Two capacitors of capacitance `2muF` and `3muF` respectively are charged to potential difference 20 V and 40 V respectively. Now the capacitors are connected in series with a resistance such that the positively charged plate of one capacitor is connected to the positively charged plate of the other. The initial current through the resistance is `I_(0)`. The potential difference across the `2muF` capacitor at the instant the current has reduced to `(I_(0))/(2)` is_______ V.
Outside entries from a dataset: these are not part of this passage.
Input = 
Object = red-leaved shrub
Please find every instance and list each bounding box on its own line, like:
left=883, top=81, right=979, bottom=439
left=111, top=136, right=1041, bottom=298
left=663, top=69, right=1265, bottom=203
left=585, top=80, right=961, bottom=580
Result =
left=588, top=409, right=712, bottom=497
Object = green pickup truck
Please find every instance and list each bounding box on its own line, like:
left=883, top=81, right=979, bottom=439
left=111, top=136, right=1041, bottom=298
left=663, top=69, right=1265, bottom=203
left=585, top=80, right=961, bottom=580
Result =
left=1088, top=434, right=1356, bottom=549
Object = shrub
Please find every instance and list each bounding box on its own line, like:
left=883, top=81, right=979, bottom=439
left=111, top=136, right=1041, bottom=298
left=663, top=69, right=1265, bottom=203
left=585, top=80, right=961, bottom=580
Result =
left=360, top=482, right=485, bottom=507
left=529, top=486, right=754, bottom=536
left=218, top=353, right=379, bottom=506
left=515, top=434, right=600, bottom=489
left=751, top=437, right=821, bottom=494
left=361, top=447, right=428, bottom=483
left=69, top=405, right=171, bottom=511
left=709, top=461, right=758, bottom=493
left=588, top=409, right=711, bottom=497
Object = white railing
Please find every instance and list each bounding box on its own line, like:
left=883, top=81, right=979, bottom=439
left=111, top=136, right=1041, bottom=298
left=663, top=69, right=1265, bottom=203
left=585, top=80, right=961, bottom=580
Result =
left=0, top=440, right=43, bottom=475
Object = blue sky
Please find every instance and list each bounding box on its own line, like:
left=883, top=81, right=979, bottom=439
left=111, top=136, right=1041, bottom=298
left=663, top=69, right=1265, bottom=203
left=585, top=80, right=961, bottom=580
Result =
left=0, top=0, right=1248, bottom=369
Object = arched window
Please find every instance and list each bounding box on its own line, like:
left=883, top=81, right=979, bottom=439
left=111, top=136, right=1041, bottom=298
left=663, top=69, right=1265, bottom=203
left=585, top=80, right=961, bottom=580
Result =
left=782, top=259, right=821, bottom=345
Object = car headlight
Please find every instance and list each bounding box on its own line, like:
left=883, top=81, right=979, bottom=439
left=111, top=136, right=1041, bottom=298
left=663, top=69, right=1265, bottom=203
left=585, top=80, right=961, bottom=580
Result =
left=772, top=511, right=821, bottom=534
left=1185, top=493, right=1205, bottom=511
To solve the problem step by step, we will follow the process of analyzing the circuit with the two capacitors and applying Kirchhoff's laws. ### Step 1: Calculate the initial charge on each capacitor. The charge \( Q \) on a capacitor is given by the formula: \[ Q = C \times V \] For the \( 2 \mu F \) capacitor charged to \( 20 V \): \[ Q_1 = 2 \mu F \times 20 V = 40 \mu C \] For the \( 3 \mu F \) capacitor charged to \( 40 V \): \[ Q_2 = 3 \mu F \times 40 V = 120 \mu C \] ### Step 2: Analyze the circuit when the capacitors are connected. When the capacitors are connected in series with their positively charged plates connected together, the total charge \( Q \) in the circuit will be the difference of the two charges: \[ Q = Q_2 - Q_1 = 120 \mu C - 40 \mu C = 80 \mu C \] This charge will redistribute between the two capacitors. ### Step 3: Apply Kirchhoff's Voltage Law (KVL) for the initial state. Initially, the current through the resistor is \( I_0 \). We can write the KVL equation for the loop: \[ I_0 R - \frac{Q_1}{2 \mu F} - \frac{Q_2}{3 \mu F} = 0 \] Substituting \( Q_1 = 40 \mu C \) and \( Q_2 = 120 \mu C \): \[ I_0 R - \frac{40}{2} - \frac{120}{3} = 0 \] This simplifies to: \[ I_0 R - 20 - 40 = 0 \implies I_0 R = 60 \] ### Step 4: Analyze the circuit when the current has reduced to \( \frac{I_0}{2} \). At this point, let \( Q \) be the charge on the \( 2 \mu F \) capacitor. The KVL equation becomes: \[ \frac{I_0}{2} R - \frac{40 + Q}{2 \mu F} - \frac{120 - Q}{3 \mu F} = 0 \] Substituting \( I_0 R = 60 \): \[ 30 - \frac{40 + Q}{2} - \frac{120 - Q}{3} = 0 \] ### Step 5: Solve for \( Q \). Multiplying through by 6 to eliminate the denominators: \[ 180 - 3(40 + Q) - 2(120 - Q) = 0 \] Expanding gives: \[ 180 - 120 - 3Q - 240 + 2Q = 0 \] Combining like terms: \[ -3Q + 2Q = 180 - 120 - 240 \] This simplifies to: \[ -Q = -180 \implies Q = 60 \mu C \] ### Step 6: Calculate the potential difference across the \( 2 \mu F \) capacitor. The potential difference \( V \) across the \( 2 \mu F \) capacitor is given by: \[ V = \frac{Q + 40 \mu C}{2 \mu F} = \frac{60 + 40}{2} = \frac{100}{2} = 50 V \] ### Final Answer The potential difference across the \( 2 \mu F \) capacitor at the instant the current has reduced to \( \frac{I_0}{2} \) is **50 V**.